IDSieve: Protein Identification Using Peptide pI Filtering of MS/MS Data for Improved Confidence in Identifications.

2011 
The main challenge of tandem mass spectrometry based proteomic analysis is to correctly match the tandem mass spectra produced to the correct peptides. However, the large number of protein sequences in a database increases the chances of a false positive identification for any given peptide match. Here we present an automated algorithm called IDSieve that utilizes target-decoy database search strategy in combination with pI filtering to allow greater confidence for peptide identifications. IDSieve considers the SEQUEST parameters Xcorr and aCn to assign statistical confidence (false discovery rates) to the peptide matches. The distribution of predicted pI values for peptide spectrum matches (PSMs) is considered separately for each immobilized pH gradient isoelectric focusing fraction, and matches with pI values within 1.5 times inter-quartile range (within pI range) are analyzed independently of matches outside the pI ranges. We tested the performance of IDSieve and Peptide/Protein Prophet on the SEQUEST outputs from 60 immobilized pH gradient isoelectric focusing fractions derived from mouse intestinal epithelial cell protein extracts.

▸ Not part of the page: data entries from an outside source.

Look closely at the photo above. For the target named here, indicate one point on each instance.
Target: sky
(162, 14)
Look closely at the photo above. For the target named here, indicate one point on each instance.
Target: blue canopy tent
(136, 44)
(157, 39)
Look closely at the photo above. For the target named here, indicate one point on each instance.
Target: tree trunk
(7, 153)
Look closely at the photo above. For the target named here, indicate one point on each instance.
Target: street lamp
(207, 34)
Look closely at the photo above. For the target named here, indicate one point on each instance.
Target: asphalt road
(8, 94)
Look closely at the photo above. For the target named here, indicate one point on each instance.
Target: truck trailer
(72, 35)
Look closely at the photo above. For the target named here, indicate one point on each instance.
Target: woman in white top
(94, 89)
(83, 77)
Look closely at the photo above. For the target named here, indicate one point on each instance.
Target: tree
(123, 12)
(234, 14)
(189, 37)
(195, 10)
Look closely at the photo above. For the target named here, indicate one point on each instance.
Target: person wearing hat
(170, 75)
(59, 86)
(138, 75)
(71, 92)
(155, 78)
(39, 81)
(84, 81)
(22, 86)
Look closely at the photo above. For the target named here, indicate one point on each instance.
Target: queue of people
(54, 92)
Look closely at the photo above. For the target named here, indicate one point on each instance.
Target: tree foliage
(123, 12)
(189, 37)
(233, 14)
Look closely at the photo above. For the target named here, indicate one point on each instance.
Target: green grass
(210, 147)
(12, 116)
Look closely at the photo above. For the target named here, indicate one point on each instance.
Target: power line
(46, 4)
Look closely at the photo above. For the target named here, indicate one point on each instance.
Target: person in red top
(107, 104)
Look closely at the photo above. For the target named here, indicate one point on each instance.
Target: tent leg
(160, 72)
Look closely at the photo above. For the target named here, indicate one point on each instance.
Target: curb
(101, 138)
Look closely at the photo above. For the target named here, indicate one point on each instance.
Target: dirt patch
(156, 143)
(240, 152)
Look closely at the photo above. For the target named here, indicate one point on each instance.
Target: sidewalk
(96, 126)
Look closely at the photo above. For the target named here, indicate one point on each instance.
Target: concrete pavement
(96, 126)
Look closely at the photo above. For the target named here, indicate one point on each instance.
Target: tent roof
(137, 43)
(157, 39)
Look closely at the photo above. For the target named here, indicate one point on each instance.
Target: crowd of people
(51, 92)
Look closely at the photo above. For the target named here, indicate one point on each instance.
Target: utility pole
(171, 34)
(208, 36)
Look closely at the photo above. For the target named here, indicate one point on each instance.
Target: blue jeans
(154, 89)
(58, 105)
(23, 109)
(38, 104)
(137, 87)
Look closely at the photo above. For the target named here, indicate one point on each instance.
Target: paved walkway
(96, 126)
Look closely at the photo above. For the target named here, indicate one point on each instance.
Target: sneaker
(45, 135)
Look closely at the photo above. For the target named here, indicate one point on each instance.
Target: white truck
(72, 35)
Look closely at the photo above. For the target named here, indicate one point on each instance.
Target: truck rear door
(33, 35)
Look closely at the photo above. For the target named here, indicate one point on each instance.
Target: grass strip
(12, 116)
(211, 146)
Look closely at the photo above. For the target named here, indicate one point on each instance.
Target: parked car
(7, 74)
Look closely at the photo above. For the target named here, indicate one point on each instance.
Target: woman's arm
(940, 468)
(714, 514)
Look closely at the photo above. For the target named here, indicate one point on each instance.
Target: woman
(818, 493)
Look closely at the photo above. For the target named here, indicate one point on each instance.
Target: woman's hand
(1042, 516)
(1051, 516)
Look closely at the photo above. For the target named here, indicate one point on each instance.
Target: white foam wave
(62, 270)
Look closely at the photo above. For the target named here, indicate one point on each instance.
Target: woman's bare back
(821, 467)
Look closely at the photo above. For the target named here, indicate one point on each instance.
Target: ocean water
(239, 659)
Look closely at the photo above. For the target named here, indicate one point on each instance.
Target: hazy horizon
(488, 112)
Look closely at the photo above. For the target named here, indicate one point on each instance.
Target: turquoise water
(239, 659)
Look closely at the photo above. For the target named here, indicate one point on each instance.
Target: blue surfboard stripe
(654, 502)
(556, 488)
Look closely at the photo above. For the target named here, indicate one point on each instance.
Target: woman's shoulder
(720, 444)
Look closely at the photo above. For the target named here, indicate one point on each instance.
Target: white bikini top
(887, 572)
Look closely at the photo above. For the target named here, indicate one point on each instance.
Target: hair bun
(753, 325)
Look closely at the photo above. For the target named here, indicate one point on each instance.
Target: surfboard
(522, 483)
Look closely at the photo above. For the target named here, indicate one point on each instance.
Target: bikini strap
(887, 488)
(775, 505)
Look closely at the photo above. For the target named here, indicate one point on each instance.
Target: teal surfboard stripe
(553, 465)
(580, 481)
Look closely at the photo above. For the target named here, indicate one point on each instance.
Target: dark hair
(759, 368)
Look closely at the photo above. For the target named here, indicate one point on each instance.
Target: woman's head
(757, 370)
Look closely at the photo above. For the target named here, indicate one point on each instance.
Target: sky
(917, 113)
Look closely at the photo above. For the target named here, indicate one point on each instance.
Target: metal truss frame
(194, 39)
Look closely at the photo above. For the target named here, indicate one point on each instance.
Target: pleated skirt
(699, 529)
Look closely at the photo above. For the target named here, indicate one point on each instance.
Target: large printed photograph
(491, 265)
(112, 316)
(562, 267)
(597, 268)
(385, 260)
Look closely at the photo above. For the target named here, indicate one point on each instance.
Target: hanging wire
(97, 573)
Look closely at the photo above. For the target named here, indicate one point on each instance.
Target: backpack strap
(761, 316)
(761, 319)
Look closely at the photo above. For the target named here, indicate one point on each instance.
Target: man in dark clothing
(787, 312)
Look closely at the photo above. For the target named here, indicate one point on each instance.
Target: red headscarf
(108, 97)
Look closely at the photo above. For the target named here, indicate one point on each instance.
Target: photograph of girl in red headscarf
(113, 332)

Our results demonstrated that IDSieve produced 1355 more peptide spectrum matches (or 330 more peptides) than Peptide Prophet using comparable false positive rate cutoffs. Therefore, combining pI filtering with the appropriate statistical significance measurements allows for a higher number of protein identifications without adversely affecting the false positive rate. We further tested the performance of pI filtering using ID Sieve when samples were prefractionated using either pH range 3.5–4.5 or 3–10, and either 24cm or 7cm IPG strips.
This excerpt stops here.